Der fünfte Wein war ein Rosé aus Cabernet Sauvignon – hergestellt nach kurzer Maischestandzeit, die ihm seine zarte Farbe und Fülle verleiht. Zum Abschluss ein ganz edler Tropfen, ein tiefdunkler Petit Boucher, eine Kreuzung aus Färbertrauben, intensiv im Aroma, vollmundig im Geschmack und mit einem langen Nachhall.

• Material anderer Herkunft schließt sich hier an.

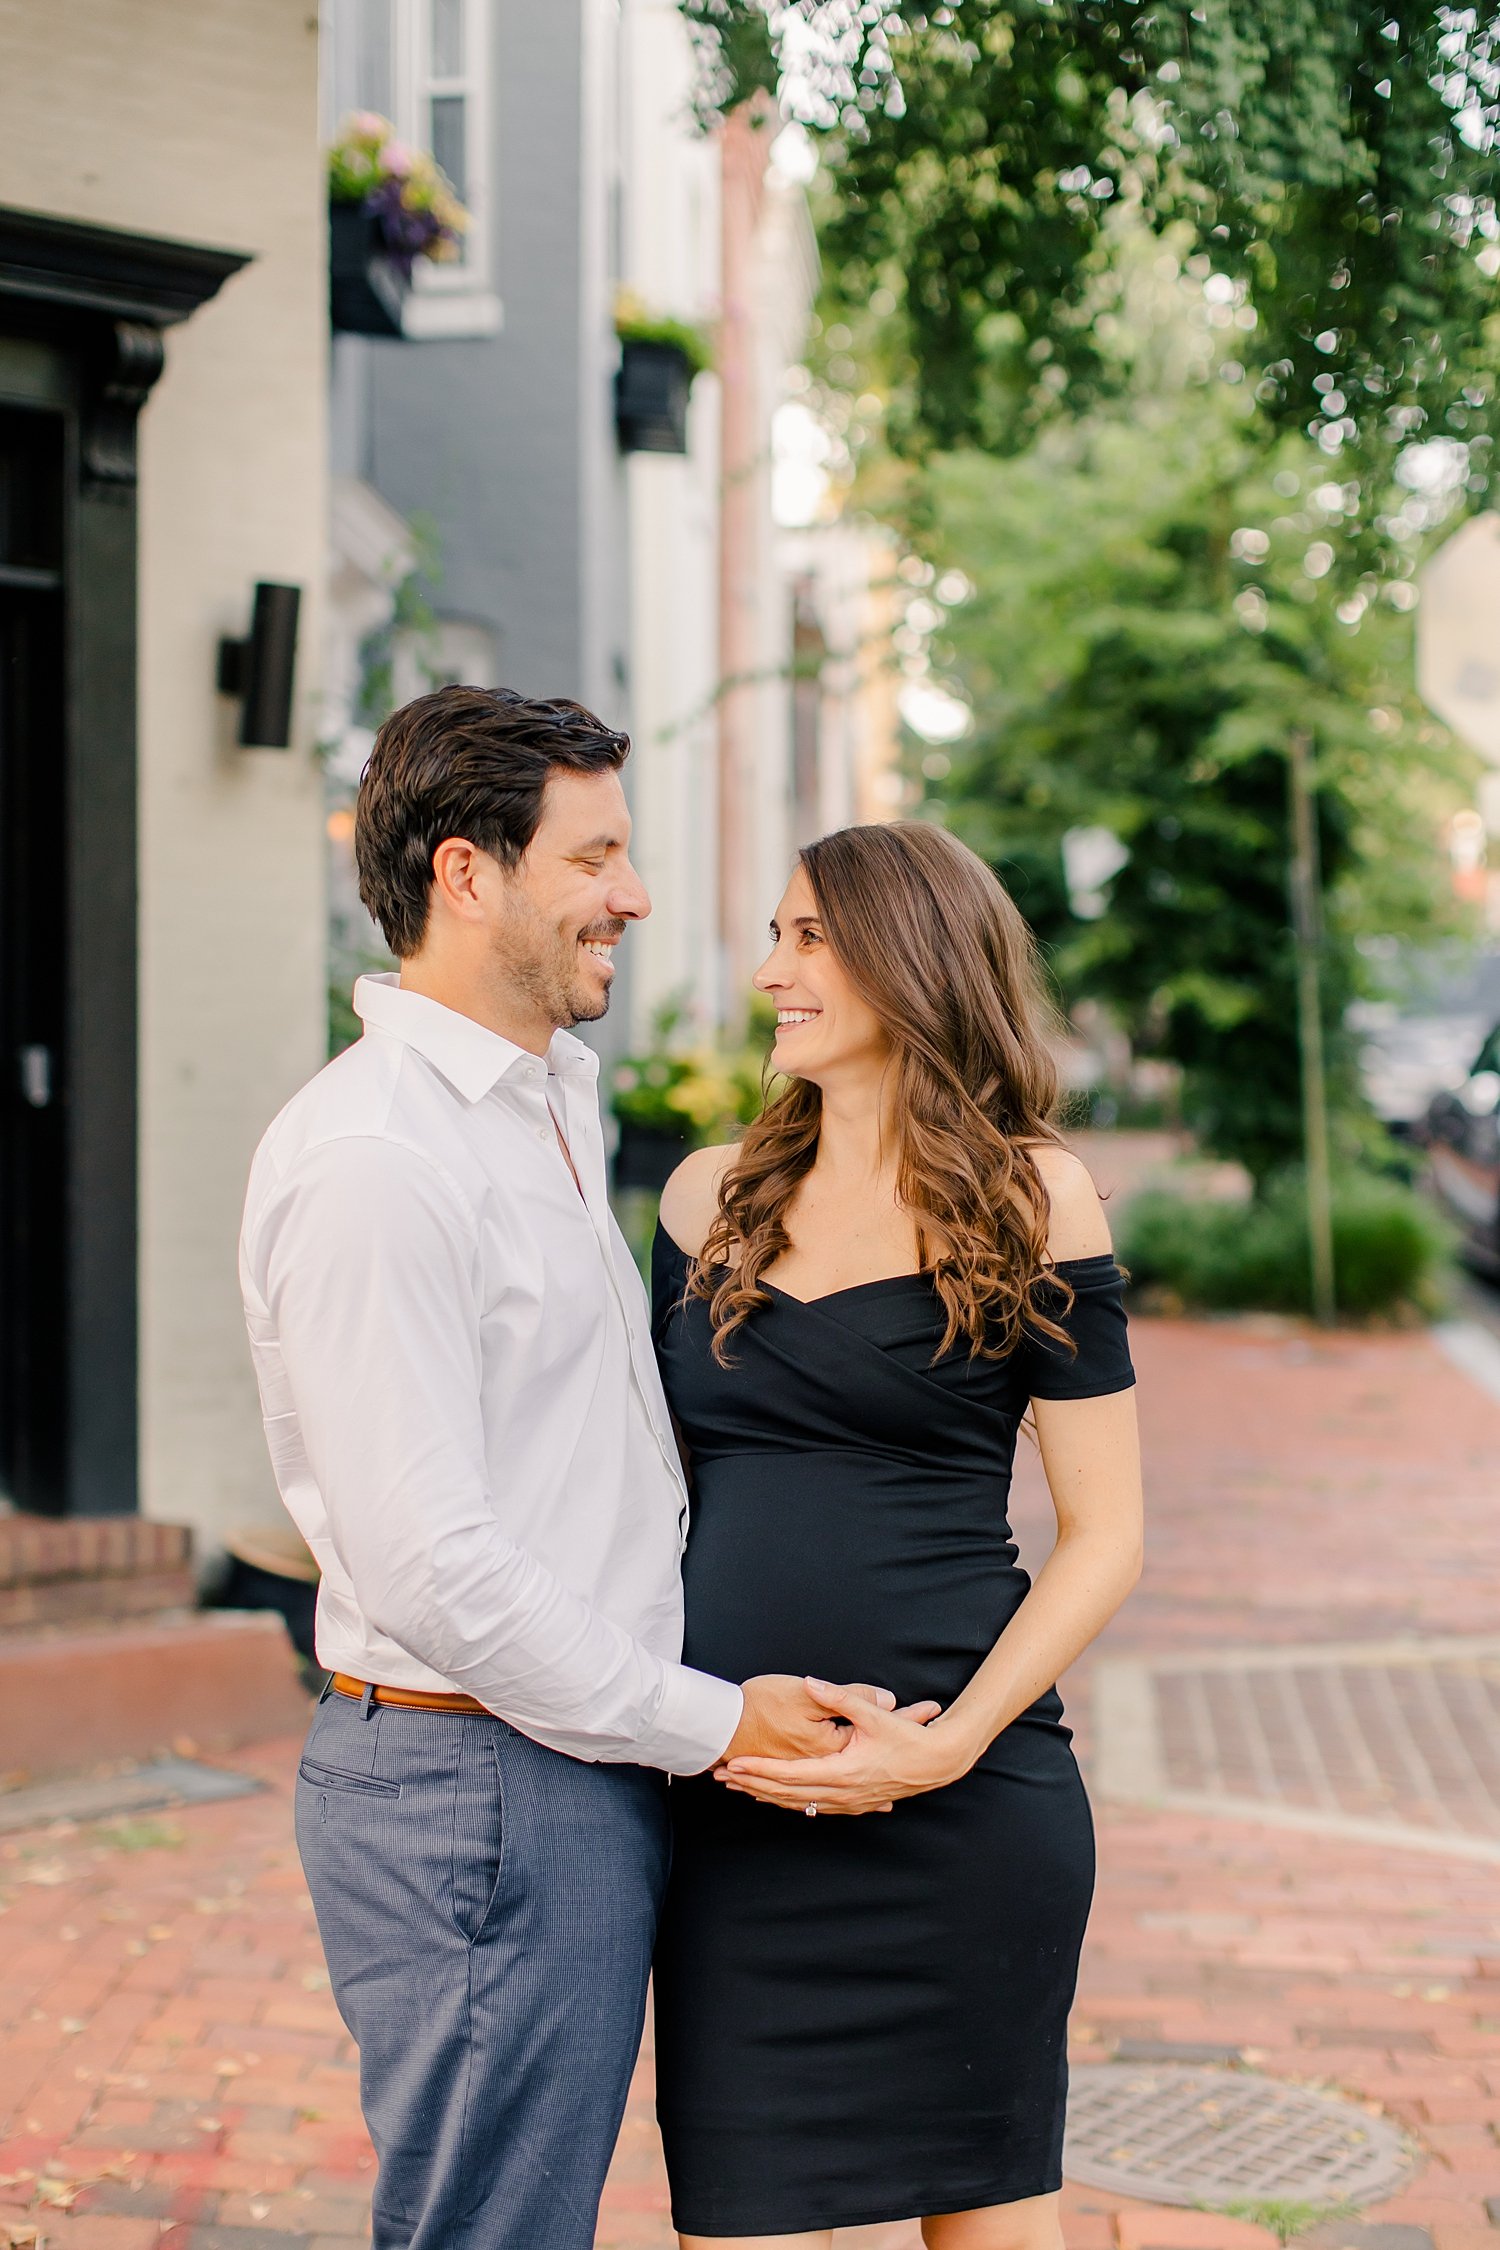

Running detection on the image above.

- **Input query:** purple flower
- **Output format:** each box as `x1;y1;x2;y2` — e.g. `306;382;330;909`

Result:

Danach gefragt, wo der Unterschied zwischen den Weinen aus dem Rheingau und der Ukraine liege, erklärte Pia Hartmann, dass „viele dieser Rebsorten in Deutschland gar nicht wachsen, und die klimatischen Bedingungen zwischen Odessa und Karpaten den Tropfen eine ganz eigene Handschrift geben.“ Umgekehrt würden die im Rheingau beheimateten Rebsorten in und um Odessa nicht gedeihen
Ein Fest der Sinne
Zwischen Gläserklirren, Lachen und den „Budmo!“-Rufen der Gäste verschmolzen Aromen und Begegnungen zu einem besonderen Erlebnis. Die mineralische Frische der Karpaten, die fruchtige Wärme der Schwarzmeerregion und die Tiefe des Petit Boucher erzählen auf der 48. Rheingauer Weinwoche von Landschaften, Menschen und Traditionen. Jeder Schluck ist mehr als Wein – er ist ein Stück Freundschaft im Glas.
Ausblick
Im Jahr 2026 wird die französische Kleinstadt Fondettes den Partnerschaftsweinstand betreiben. Fondettes liegt im Département Indre-et-Loire in der malerischen Region Centre-Val de Loire und hat rund 10.917 Einwohner (Stand: 1. Januar 2022). Die Stadt ist bekannt für ihre lebendige Kultur.